Monotonic Deque — Maintaining Decreasing Order for O(1) Maximum — Watch how a monotonic deque keeps only useful candidates. When a new large element arrives, smaller elements are evicted from the back. Expired elements are removed from the front. The front always holds the window maximum.

Algorithm

  1. Create an empty deque (stores indices) and an empty result array
  2. For each index i from 0 to n-1:
    a. Front cleanup: While the deque is not empty and the front index ≤ i - k, remove from front (expired element)
    b. Back cleanup: While the deque is not empty and nums[deque.back()] ≤ nums[i], remove from back (useless element — smaller and older)
    c. Push index i to the back of the deque
    d. If i ≥ k - 1 (window is full): append nums[deque.front()] to result
  3. Return result

Code

class Solution {
public:
    vector<int> maxSlidingWindow(vector<int>& nums, int k) {
        int n = nums.size();
        vector<int> result;
        deque<int> dq; // stores indices

        for (int i = 0; i < n; i++) {
            // Remove expired front element
            if (!dq.empty() && dq.front() <= i - k) {
                dq.pop_front();
            }

            // Remove smaller elements from back
            while (!dq.empty() && nums[dq.back()] <= nums[i]) {
                dq.pop_back();
            }

            dq.push_back(i);

            // Window is full, record the max
            if (i >= k - 1) {
                result.push_back(nums[dq.front()]);
            }
        }

        return result;
    }
};
from collections import deque

class Solution:
    def maxSlidingWindow(self, nums: list[int], k: int) -> list[int]:
        n = len(nums)
        result = []
        dq = deque()  # stores indices

        for i in range(n):
            # Remove expired front element
            if dq and dq[0] <= i - k:
                dq.popleft()

            # Remove smaller elements from back
            while dq and nums[dq[-1]] <= nums[i]:
                dq.pop()

            dq.append(i)

            # Window is full, record the max
            if i >= k - 1:
                result.append(nums[dq[0]])

        return result
class Solution {
    public int[] maxSlidingWindow(int[] nums, int k) {
        int n = nums.length;
        int[] result = new int[n - k + 1];
        Deque<Integer> dq = new ArrayDeque<>(); // stores indices
        int idx = 0;

        for (int i = 0; i < n; i++) {
            // Remove expired front element
            if (!dq.isEmpty() && dq.peekFirst() <= i - k) {
                dq.pollFirst();
            }

            // Remove smaller elements from back
            while (!dq.isEmpty() && nums[dq.peekLast()] <= nums[i]) {
                dq.pollLast();
            }

            dq.offerLast(i);

            // Window is full, record the max
            if (i >= k - 1) {
                result[idx++] = nums[dq.peekFirst()];
            }
        }

        return result;
    }
}

Complexity Analysis

Time Complexity: O(n)

Each element is pushed to the deque exactly once and popped at most once (either from the front when it expires, or from the back when a larger element arrives). Total deque operations: at most 2n. Each operation is O(1). Therefore the total time is O(n).

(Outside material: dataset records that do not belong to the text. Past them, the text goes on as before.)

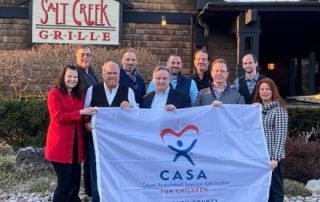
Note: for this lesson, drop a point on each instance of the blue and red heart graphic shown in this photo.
(181, 142)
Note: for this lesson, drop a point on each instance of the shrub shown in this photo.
(302, 162)
(23, 123)
(34, 71)
(304, 122)
(24, 181)
(294, 188)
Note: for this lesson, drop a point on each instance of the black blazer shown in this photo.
(175, 98)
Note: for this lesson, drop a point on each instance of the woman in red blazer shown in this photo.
(64, 145)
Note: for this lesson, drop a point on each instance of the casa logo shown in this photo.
(181, 142)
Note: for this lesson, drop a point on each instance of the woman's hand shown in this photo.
(216, 103)
(256, 104)
(88, 111)
(125, 105)
(273, 164)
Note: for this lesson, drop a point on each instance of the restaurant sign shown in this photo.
(77, 21)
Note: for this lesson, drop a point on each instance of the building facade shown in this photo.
(283, 35)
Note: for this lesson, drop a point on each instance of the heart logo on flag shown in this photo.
(181, 142)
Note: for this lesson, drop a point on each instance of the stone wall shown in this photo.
(223, 45)
(13, 32)
(174, 39)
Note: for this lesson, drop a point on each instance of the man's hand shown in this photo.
(216, 103)
(170, 107)
(125, 105)
(88, 126)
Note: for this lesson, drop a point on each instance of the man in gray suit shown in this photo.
(220, 92)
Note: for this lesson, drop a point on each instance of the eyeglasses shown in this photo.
(86, 54)
(219, 71)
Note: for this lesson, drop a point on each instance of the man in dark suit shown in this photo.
(246, 85)
(83, 57)
(130, 77)
(107, 94)
(164, 96)
(178, 82)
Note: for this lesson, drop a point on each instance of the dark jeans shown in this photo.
(90, 173)
(276, 193)
(86, 167)
(68, 186)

This is optimal — we must examine each element at least once, so O(n) is a lower bound.

Space Complexity: O(k)

The deque stores at most k indices at any time (the current window). In practice it is often much smaller because back cleanup removes elements aggressively. The result array takes O(n - k + 1) additional space but is required for the output.